🤖 AI Summary
This work addresses severe computational inefficiencies in large-scale distributed training of sequential recommendation models, where data heterogeneity induces computation bubbles, communication stalls, and GPU resource contention, leading to substantial wasted compute capacity. To mitigate these issues, the authors propose FreeScale, a novel framework that uniquely integrates load-balanced sampling, priority-aware communication scheduling, and an SM-Free communication mechanism. By carefully orchestrating computation and communication, FreeScale eliminates resource conflicts while maximizing their overlap. Evaluated on real-world industrial workloads across 256 H100 GPUs, the approach reduces computation bubbles by up to 90.3% and significantly improves training efficiency with minimal scaling overhead.
📝 Abstract
Modern industrial Deep Learning Recommendation Models typically extract user preferences through the analysis of sequential interaction histories, subsequently generating predictions based on these derived interests.

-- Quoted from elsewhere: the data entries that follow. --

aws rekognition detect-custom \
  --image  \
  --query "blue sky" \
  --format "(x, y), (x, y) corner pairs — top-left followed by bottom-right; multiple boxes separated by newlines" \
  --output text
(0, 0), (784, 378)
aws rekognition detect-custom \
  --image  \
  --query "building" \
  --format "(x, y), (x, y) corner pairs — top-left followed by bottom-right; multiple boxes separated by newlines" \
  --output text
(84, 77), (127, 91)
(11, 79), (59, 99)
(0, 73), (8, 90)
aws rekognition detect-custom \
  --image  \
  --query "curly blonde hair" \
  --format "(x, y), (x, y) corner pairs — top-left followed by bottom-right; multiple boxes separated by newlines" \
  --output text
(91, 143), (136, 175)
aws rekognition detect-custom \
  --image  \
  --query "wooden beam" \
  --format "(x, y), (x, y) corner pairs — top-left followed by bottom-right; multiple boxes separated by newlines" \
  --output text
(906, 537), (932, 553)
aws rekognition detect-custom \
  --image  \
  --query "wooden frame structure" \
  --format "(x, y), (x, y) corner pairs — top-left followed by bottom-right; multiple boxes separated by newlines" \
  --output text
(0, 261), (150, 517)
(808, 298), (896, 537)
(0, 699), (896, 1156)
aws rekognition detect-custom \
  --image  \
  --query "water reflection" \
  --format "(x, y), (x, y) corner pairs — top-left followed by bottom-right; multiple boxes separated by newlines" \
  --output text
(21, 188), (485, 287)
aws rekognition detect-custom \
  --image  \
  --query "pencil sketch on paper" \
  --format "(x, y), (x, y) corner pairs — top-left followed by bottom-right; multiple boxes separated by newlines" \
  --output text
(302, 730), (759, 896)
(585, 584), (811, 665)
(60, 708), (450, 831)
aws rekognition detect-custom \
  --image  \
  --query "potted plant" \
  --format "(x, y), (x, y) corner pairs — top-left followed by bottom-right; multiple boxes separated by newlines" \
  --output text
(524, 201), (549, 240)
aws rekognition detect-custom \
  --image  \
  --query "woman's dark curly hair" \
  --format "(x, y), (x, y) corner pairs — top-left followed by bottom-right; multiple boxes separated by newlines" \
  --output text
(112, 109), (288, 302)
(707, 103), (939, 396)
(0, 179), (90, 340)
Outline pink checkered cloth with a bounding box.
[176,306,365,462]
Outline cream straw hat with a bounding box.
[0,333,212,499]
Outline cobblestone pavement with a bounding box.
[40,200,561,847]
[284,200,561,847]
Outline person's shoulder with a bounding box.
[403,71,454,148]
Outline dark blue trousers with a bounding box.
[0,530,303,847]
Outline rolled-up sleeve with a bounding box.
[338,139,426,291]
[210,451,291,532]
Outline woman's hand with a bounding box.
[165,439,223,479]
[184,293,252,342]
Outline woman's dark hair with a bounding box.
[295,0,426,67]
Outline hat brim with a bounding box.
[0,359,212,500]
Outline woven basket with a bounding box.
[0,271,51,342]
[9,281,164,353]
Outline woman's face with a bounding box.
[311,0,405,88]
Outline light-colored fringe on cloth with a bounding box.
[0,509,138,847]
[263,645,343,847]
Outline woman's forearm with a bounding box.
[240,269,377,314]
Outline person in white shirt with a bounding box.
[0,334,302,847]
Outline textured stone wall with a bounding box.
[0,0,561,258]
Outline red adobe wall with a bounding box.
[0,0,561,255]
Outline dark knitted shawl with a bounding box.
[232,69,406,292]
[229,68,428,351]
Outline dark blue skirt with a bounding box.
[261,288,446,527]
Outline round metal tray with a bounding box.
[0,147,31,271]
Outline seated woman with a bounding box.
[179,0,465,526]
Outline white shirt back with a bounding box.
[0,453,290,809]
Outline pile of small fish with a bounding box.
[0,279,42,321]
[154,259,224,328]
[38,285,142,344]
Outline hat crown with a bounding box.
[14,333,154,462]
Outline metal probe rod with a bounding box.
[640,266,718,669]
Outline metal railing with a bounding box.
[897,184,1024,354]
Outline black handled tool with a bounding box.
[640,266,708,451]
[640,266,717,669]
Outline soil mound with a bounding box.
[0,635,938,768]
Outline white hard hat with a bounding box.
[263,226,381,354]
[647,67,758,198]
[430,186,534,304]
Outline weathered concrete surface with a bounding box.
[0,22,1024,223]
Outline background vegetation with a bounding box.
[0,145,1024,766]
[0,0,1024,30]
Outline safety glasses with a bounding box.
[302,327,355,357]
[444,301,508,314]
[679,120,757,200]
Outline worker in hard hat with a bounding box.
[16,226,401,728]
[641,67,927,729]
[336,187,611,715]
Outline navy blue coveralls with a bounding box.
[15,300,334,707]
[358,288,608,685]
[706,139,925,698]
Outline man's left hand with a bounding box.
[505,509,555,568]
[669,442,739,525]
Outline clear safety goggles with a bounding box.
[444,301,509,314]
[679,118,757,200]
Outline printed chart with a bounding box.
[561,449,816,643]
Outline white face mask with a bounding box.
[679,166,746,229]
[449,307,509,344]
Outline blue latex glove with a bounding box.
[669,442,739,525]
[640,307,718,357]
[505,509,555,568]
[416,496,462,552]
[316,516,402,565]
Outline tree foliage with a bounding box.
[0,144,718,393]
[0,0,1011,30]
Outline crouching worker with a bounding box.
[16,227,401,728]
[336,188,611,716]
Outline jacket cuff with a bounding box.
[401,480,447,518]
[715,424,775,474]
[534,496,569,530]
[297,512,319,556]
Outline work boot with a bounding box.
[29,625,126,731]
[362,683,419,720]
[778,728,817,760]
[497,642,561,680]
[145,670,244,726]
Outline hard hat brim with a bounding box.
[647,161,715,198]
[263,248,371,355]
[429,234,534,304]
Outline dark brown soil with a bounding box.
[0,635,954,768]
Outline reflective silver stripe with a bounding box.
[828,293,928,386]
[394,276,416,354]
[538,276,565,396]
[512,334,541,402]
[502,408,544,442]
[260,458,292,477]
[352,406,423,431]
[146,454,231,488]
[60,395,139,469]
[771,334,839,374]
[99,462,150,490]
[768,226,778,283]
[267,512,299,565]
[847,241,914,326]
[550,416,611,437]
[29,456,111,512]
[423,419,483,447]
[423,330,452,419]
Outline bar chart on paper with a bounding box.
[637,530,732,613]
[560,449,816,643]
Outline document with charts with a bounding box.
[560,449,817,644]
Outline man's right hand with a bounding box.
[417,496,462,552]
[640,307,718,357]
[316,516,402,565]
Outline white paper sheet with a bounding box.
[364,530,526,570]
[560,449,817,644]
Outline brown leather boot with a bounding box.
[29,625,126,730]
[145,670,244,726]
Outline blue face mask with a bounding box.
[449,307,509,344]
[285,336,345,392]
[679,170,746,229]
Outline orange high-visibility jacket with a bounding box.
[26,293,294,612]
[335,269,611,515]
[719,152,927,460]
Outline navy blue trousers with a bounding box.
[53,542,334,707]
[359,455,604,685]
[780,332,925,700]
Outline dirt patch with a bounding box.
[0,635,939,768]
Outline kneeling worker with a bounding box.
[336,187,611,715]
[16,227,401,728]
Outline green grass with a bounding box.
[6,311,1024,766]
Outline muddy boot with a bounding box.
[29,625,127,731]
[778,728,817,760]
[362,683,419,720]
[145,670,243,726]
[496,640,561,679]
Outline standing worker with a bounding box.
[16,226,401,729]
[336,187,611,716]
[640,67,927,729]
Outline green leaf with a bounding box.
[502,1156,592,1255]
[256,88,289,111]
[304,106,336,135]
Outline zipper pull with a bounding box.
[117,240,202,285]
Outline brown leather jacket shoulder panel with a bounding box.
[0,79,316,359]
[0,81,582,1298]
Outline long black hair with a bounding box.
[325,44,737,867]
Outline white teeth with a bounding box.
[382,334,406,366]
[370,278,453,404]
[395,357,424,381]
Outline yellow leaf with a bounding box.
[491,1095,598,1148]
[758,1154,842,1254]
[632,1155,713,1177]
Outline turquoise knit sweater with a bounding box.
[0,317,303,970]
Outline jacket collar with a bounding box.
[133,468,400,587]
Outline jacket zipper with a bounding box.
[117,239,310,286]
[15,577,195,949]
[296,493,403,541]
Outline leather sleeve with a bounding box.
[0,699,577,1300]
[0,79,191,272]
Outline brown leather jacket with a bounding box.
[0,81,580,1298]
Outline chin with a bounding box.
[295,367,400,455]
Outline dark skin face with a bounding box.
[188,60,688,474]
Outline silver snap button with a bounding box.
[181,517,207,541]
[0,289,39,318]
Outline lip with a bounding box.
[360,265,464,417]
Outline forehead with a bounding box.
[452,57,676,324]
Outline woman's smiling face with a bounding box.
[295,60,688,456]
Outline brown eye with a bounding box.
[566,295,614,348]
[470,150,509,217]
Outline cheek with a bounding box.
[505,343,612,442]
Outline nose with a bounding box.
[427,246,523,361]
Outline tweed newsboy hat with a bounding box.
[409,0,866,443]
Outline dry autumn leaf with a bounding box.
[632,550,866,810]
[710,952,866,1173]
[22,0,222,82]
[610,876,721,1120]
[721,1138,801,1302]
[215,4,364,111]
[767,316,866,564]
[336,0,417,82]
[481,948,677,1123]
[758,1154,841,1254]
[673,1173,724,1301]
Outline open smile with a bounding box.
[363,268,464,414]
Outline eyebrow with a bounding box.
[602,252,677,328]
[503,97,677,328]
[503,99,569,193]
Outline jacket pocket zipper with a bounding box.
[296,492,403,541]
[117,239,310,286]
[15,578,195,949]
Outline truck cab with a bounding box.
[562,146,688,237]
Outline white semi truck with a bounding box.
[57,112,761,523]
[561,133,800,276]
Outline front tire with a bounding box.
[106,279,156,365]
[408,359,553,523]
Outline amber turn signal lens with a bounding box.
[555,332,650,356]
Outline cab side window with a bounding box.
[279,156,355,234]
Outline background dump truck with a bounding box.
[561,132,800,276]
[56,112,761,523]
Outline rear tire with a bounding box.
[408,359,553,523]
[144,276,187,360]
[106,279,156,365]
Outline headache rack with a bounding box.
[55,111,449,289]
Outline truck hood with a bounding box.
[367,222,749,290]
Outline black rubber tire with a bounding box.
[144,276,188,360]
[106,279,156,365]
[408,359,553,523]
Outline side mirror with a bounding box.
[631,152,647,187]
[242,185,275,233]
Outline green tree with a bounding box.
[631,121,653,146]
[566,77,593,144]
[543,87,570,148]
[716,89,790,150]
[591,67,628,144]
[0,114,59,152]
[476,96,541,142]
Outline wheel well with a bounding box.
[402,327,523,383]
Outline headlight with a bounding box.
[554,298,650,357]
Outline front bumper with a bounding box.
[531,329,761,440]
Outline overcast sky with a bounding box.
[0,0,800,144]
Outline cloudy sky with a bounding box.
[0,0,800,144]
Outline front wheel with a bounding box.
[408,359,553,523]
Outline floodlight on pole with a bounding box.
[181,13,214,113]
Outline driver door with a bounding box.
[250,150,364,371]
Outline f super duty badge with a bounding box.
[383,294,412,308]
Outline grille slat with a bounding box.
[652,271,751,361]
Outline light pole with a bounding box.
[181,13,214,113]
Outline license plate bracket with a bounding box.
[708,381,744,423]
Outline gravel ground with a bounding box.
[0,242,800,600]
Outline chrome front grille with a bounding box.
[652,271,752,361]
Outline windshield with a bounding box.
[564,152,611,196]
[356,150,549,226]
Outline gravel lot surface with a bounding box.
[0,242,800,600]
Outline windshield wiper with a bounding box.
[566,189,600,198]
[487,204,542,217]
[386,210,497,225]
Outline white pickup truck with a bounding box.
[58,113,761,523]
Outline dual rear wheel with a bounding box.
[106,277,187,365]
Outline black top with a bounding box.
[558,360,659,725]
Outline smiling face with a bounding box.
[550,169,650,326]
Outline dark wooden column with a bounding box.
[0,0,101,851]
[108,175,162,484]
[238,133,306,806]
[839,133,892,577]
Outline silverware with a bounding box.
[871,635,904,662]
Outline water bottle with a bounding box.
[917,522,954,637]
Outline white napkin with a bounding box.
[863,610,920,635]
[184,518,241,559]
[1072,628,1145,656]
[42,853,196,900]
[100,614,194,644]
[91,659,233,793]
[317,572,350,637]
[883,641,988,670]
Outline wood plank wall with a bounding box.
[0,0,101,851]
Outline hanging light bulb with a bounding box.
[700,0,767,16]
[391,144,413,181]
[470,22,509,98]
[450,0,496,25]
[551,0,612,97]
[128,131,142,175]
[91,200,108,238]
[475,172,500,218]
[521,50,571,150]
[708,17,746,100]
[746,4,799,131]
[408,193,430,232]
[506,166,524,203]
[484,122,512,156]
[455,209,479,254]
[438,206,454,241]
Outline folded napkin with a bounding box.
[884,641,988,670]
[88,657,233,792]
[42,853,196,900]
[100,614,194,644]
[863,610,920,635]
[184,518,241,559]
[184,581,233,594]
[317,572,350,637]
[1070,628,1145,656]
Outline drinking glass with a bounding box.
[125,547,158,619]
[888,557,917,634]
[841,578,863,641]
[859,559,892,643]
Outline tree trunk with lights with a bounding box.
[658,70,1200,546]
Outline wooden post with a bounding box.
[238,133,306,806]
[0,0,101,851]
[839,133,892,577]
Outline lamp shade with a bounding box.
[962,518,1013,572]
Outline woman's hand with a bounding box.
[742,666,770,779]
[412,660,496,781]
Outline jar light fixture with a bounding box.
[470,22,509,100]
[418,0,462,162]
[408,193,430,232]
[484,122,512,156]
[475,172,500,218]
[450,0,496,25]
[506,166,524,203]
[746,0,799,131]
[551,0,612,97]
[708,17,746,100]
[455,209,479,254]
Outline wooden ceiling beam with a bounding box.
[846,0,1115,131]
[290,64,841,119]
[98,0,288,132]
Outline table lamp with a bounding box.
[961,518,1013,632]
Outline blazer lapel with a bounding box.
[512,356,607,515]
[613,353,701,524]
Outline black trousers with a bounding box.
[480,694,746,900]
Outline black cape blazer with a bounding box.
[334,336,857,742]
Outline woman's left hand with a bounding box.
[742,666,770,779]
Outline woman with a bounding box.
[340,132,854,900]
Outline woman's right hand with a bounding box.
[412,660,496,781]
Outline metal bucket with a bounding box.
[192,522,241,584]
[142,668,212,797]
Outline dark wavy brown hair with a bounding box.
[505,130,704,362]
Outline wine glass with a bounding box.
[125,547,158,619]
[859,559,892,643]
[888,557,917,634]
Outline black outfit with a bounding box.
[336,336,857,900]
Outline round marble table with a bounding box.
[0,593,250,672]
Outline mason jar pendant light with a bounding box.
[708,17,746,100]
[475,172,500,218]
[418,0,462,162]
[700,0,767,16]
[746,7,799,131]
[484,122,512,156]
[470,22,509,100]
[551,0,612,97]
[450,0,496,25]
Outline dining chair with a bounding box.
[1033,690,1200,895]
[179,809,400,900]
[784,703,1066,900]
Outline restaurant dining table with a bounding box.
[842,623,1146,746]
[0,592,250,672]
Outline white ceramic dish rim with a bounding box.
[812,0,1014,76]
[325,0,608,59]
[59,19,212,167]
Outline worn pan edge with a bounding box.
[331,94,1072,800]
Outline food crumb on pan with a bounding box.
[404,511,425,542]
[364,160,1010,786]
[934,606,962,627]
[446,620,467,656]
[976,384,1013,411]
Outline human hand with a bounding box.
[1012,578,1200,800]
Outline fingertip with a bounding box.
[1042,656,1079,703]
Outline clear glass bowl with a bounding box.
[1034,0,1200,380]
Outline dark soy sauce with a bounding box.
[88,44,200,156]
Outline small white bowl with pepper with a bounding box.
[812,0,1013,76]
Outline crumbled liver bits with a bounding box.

The inherent heterogeneity in data characteristics frequently result in substantial under-utilization of computational resources during large-scale training, primarily due to computational bubbles caused by severe stragglers and slow blocking communications. This paper introduces FreeScale, a solution designed to (1) mitigate the straggler problem through meticulously load balanced input samples (2) minimize the blocking communication by overlapping prioritized embedding communications with computations (3) resolve the GPU resource competition during computation and communication overlapping by communicating through SM-Free techniques. Empirical evaluation demonstrates that FreeScale achieves up to 90.3% reduction in computational bubbles when applied to real-world workloads running on 256 H100 GPUs.